Coopérer avec des valeurs locales


International

Un développement basé sur l’agriculture africaine, pour que celle-ci ne se retrouve plus en bourse, servant ainsi le système soutenu par les multinationales, au détriment des populations locales. C’est l’une des pistes proposées par l’agronome burundais Deogratias Niyonkuru dans son dernier ouvrage qui bouscule les modèles en matière de coopération.


Un constat, d’emblée: les pays d’Afrique connaissent des taux de croissance parmi les plus élevés du monde, mais la population n’en bénéficie pas. Dans Pour la dignité paysanne, Deogratias Niyonkuru remet celles et ceux qui travaillent la terre au centre du débat. En rappelant qu’ils sont les oubliés des politiques agricoles qui se décident loin d’eux, privilégiant les marchés internationaux dont ils ne bénéficient aucunement.

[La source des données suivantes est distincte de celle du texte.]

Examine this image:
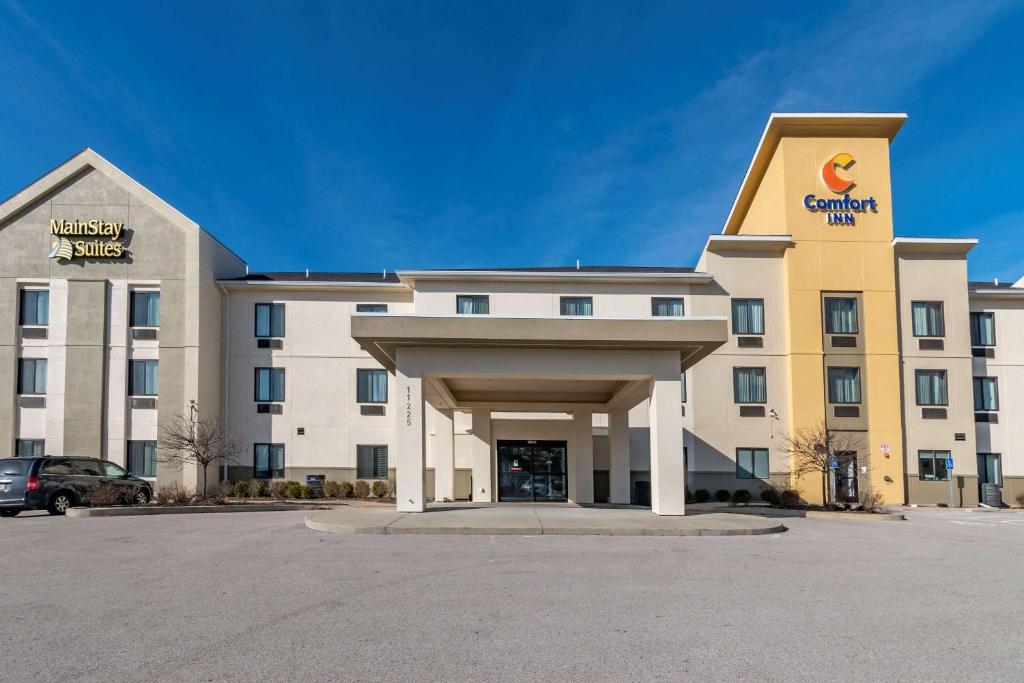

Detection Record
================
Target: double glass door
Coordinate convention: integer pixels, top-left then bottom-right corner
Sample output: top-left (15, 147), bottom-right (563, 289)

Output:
top-left (498, 441), bottom-right (568, 503)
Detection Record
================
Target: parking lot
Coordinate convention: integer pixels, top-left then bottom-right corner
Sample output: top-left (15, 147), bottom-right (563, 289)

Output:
top-left (0, 511), bottom-right (1024, 681)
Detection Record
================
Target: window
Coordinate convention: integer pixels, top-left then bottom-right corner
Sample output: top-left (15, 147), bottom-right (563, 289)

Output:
top-left (253, 443), bottom-right (285, 479)
top-left (17, 358), bottom-right (46, 393)
top-left (455, 294), bottom-right (490, 315)
top-left (14, 438), bottom-right (46, 458)
top-left (918, 451), bottom-right (949, 481)
top-left (256, 303), bottom-right (285, 337)
top-left (128, 360), bottom-right (160, 396)
top-left (355, 368), bottom-right (387, 403)
top-left (736, 449), bottom-right (768, 479)
top-left (18, 290), bottom-right (50, 326)
top-left (910, 301), bottom-right (946, 337)
top-left (732, 299), bottom-right (765, 335)
top-left (127, 441), bottom-right (157, 477)
top-left (825, 298), bottom-right (860, 335)
top-left (828, 368), bottom-right (860, 403)
top-left (732, 368), bottom-right (768, 403)
top-left (130, 292), bottom-right (160, 328)
top-left (914, 370), bottom-right (949, 405)
top-left (253, 368), bottom-right (285, 402)
top-left (651, 297), bottom-right (683, 317)
top-left (355, 445), bottom-right (387, 479)
top-left (971, 313), bottom-right (995, 346)
top-left (974, 377), bottom-right (999, 411)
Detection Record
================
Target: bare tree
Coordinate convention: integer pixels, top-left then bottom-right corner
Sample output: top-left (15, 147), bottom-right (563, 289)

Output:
top-left (157, 404), bottom-right (242, 497)
top-left (782, 421), bottom-right (860, 505)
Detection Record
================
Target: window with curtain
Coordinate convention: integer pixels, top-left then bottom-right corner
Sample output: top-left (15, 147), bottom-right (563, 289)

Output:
top-left (828, 368), bottom-right (860, 403)
top-left (825, 297), bottom-right (860, 335)
top-left (455, 294), bottom-right (490, 315)
top-left (732, 368), bottom-right (768, 403)
top-left (736, 449), bottom-right (768, 479)
top-left (559, 297), bottom-right (594, 315)
top-left (129, 291), bottom-right (160, 328)
top-left (355, 368), bottom-right (387, 403)
top-left (253, 368), bottom-right (285, 403)
top-left (651, 297), bottom-right (683, 317)
top-left (910, 301), bottom-right (946, 337)
top-left (17, 358), bottom-right (46, 394)
top-left (18, 290), bottom-right (50, 326)
top-left (253, 443), bottom-right (285, 479)
top-left (127, 441), bottom-right (157, 477)
top-left (128, 360), bottom-right (160, 396)
top-left (971, 312), bottom-right (995, 346)
top-left (914, 370), bottom-right (949, 405)
top-left (732, 299), bottom-right (765, 335)
top-left (918, 451), bottom-right (949, 481)
top-left (974, 377), bottom-right (999, 411)
top-left (355, 445), bottom-right (387, 479)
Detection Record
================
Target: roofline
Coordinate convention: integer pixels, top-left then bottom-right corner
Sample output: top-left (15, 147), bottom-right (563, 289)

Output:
top-left (722, 112), bottom-right (907, 234)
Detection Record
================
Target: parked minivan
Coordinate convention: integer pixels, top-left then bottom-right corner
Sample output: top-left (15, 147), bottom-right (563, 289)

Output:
top-left (0, 456), bottom-right (153, 517)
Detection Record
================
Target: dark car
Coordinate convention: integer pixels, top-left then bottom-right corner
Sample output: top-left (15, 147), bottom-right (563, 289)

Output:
top-left (0, 456), bottom-right (153, 517)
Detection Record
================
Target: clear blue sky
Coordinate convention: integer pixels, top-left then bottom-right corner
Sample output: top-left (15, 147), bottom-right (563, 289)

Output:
top-left (0, 0), bottom-right (1024, 280)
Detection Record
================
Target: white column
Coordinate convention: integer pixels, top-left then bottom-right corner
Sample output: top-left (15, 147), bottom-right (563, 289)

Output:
top-left (569, 409), bottom-right (594, 504)
top-left (433, 410), bottom-right (455, 501)
top-left (395, 360), bottom-right (427, 512)
top-left (650, 375), bottom-right (686, 515)
top-left (608, 409), bottom-right (630, 505)
top-left (470, 408), bottom-right (494, 503)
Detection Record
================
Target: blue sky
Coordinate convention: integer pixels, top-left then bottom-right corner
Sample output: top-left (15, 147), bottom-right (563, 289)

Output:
top-left (0, 0), bottom-right (1024, 280)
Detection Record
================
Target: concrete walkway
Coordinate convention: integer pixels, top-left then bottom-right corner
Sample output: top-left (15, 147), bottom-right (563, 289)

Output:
top-left (305, 504), bottom-right (785, 536)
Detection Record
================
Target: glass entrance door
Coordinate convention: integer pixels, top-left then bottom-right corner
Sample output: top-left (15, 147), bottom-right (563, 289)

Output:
top-left (498, 441), bottom-right (568, 503)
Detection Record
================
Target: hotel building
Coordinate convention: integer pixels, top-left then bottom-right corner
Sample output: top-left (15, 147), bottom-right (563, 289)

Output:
top-left (0, 114), bottom-right (1024, 514)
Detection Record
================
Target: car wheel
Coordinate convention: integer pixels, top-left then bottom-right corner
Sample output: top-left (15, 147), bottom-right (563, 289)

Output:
top-left (46, 490), bottom-right (75, 515)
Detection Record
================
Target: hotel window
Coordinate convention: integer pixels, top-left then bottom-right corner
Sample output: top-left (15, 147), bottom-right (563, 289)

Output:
top-left (129, 292), bottom-right (160, 328)
top-left (355, 368), bottom-right (387, 403)
top-left (825, 298), bottom-right (860, 335)
top-left (914, 370), bottom-right (949, 405)
top-left (918, 451), bottom-right (949, 481)
top-left (253, 368), bottom-right (285, 403)
top-left (127, 441), bottom-right (157, 477)
top-left (910, 301), bottom-right (946, 337)
top-left (18, 290), bottom-right (50, 327)
top-left (253, 443), bottom-right (285, 479)
top-left (828, 368), bottom-right (860, 403)
top-left (455, 294), bottom-right (490, 315)
top-left (974, 377), bottom-right (999, 411)
top-left (17, 358), bottom-right (46, 394)
top-left (732, 299), bottom-right (765, 335)
top-left (355, 445), bottom-right (387, 479)
top-left (128, 360), bottom-right (160, 396)
top-left (971, 313), bottom-right (995, 346)
top-left (14, 438), bottom-right (46, 458)
top-left (558, 297), bottom-right (594, 315)
top-left (651, 297), bottom-right (683, 317)
top-left (732, 368), bottom-right (768, 403)
top-left (736, 449), bottom-right (768, 479)
top-left (256, 303), bottom-right (285, 338)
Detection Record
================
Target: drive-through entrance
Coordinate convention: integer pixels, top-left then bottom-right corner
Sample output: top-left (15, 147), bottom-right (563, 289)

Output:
top-left (498, 441), bottom-right (568, 503)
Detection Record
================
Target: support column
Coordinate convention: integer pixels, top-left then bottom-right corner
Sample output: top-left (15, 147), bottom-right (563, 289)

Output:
top-left (433, 410), bottom-right (455, 502)
top-left (608, 409), bottom-right (631, 505)
top-left (395, 362), bottom-right (427, 512)
top-left (650, 375), bottom-right (686, 515)
top-left (470, 408), bottom-right (495, 503)
top-left (569, 409), bottom-right (594, 505)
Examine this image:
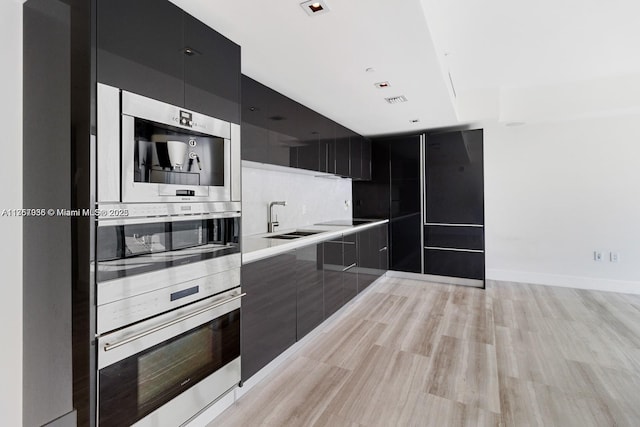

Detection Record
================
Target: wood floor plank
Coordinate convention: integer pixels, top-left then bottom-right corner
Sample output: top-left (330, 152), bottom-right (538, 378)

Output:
top-left (210, 278), bottom-right (640, 427)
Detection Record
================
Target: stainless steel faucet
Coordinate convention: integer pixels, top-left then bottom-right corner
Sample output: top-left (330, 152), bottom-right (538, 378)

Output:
top-left (267, 201), bottom-right (287, 233)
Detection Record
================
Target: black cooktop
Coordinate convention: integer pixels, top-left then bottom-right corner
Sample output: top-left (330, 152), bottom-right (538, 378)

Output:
top-left (314, 218), bottom-right (378, 227)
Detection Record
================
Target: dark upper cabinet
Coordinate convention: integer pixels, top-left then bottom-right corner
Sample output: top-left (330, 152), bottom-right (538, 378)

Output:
top-left (96, 0), bottom-right (240, 123)
top-left (241, 75), bottom-right (371, 179)
top-left (295, 244), bottom-right (324, 340)
top-left (318, 117), bottom-right (338, 173)
top-left (96, 0), bottom-right (185, 105)
top-left (334, 125), bottom-right (355, 176)
top-left (241, 251), bottom-right (297, 381)
top-left (291, 104), bottom-right (321, 171)
top-left (241, 76), bottom-right (300, 167)
top-left (240, 122), bottom-right (269, 162)
top-left (425, 129), bottom-right (484, 224)
top-left (349, 132), bottom-right (364, 180)
top-left (361, 138), bottom-right (371, 181)
top-left (184, 13), bottom-right (241, 123)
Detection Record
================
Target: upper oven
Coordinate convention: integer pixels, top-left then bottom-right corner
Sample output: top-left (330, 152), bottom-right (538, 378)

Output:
top-left (97, 83), bottom-right (241, 203)
top-left (95, 212), bottom-right (242, 334)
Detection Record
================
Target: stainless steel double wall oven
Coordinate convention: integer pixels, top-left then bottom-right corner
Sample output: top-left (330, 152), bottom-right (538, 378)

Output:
top-left (95, 84), bottom-right (243, 426)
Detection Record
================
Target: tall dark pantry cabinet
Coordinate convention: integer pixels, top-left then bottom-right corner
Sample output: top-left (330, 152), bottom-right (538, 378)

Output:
top-left (353, 129), bottom-right (484, 287)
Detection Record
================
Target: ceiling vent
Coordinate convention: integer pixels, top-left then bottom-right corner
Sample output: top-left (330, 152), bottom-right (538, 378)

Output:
top-left (384, 95), bottom-right (407, 104)
top-left (300, 0), bottom-right (329, 16)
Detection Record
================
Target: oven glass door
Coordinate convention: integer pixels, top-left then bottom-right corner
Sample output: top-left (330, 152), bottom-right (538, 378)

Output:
top-left (98, 308), bottom-right (240, 427)
top-left (130, 117), bottom-right (225, 189)
top-left (96, 217), bottom-right (240, 282)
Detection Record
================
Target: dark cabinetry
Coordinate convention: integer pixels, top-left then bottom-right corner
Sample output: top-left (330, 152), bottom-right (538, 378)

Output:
top-left (96, 0), bottom-right (240, 123)
top-left (241, 76), bottom-right (371, 179)
top-left (241, 252), bottom-right (297, 381)
top-left (353, 129), bottom-right (484, 280)
top-left (358, 224), bottom-right (388, 292)
top-left (424, 129), bottom-right (484, 280)
top-left (242, 224), bottom-right (387, 381)
top-left (387, 136), bottom-right (422, 273)
top-left (322, 238), bottom-right (344, 318)
top-left (342, 233), bottom-right (359, 303)
top-left (295, 244), bottom-right (324, 340)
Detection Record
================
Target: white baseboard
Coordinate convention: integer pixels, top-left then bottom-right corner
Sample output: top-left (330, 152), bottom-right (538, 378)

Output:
top-left (386, 270), bottom-right (484, 288)
top-left (487, 268), bottom-right (640, 295)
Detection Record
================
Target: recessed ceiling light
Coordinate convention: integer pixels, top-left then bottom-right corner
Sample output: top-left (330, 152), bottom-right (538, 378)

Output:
top-left (384, 95), bottom-right (407, 104)
top-left (300, 0), bottom-right (329, 16)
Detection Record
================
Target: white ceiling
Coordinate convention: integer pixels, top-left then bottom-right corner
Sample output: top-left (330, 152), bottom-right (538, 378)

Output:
top-left (172, 0), bottom-right (640, 136)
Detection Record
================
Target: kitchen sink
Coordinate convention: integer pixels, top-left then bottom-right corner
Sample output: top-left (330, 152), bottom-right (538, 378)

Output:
top-left (264, 230), bottom-right (322, 240)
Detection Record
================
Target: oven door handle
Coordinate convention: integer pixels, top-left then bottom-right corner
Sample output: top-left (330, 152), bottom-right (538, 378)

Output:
top-left (104, 292), bottom-right (247, 351)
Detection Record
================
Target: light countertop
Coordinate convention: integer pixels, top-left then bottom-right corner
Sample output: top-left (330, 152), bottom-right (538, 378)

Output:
top-left (242, 219), bottom-right (389, 264)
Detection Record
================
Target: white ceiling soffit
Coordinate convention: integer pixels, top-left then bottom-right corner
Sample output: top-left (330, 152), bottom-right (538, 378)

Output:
top-left (172, 0), bottom-right (458, 136)
top-left (421, 0), bottom-right (640, 122)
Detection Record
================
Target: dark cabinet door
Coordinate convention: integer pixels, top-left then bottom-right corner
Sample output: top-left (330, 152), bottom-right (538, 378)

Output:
top-left (295, 244), bottom-right (324, 340)
top-left (184, 13), bottom-right (240, 123)
top-left (294, 105), bottom-right (326, 171)
top-left (96, 0), bottom-right (185, 105)
top-left (241, 252), bottom-right (297, 381)
top-left (322, 238), bottom-right (345, 319)
top-left (342, 233), bottom-right (358, 303)
top-left (357, 227), bottom-right (380, 292)
top-left (360, 138), bottom-right (371, 181)
top-left (389, 135), bottom-right (422, 273)
top-left (349, 132), bottom-right (364, 180)
top-left (318, 117), bottom-right (337, 173)
top-left (334, 125), bottom-right (352, 176)
top-left (378, 224), bottom-right (389, 275)
top-left (424, 129), bottom-right (484, 280)
top-left (425, 129), bottom-right (484, 225)
top-left (240, 122), bottom-right (269, 163)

Comme le souligne Olivier De Schutter dans la préface du livre, fort de 30 ans d’expérience, Deogratias Niyonkuru est avant tout un acteur du développement rural issu de cette communauté africaine qu’il comprend si bien. Un fait suffisamment rare dans la littérature en matière de coopération pour le souligner… «Il y a un très grand décalage entre les discours et ce qui se passe sur le terrain», confirme l’auteur, également fondateur de l’association Adisco, à l’origine des Collines solidaires. «En 60 ans, les terres ont été divisées par quatre et la fertilité s’est dégradée. Au niveau technique, on n’a rien apporté de plus que ce que la colonie a laissé:les méthodes appliquées dans l’agriculture africaine n’ont pas évolué. Et les méthodes participatives de la coopération n’ont rien apporté de plus. Ce constat s’explique par le fait que les experts africains ont eux-mêmes été formés aux méthodes occidentales, et sont convaincus qu’elles sont les meilleures. C’est grâce au contact avec le terrain que l’on commence seulement à se rendre compte que ces systèmes sont inopérants. Que les sols tropicaux ne correspondent pas aux sols du Nord. Et surtout que les populations locales ont résisté farouchement à certaines pratiques. Le moment est venu de les écouter.» Une philosophie au cœur de l’ouvrage de Deogratias Niyonkuru, dont la volonté est de rendre la parole aux paysans, à ceux qui connaissent leur métier!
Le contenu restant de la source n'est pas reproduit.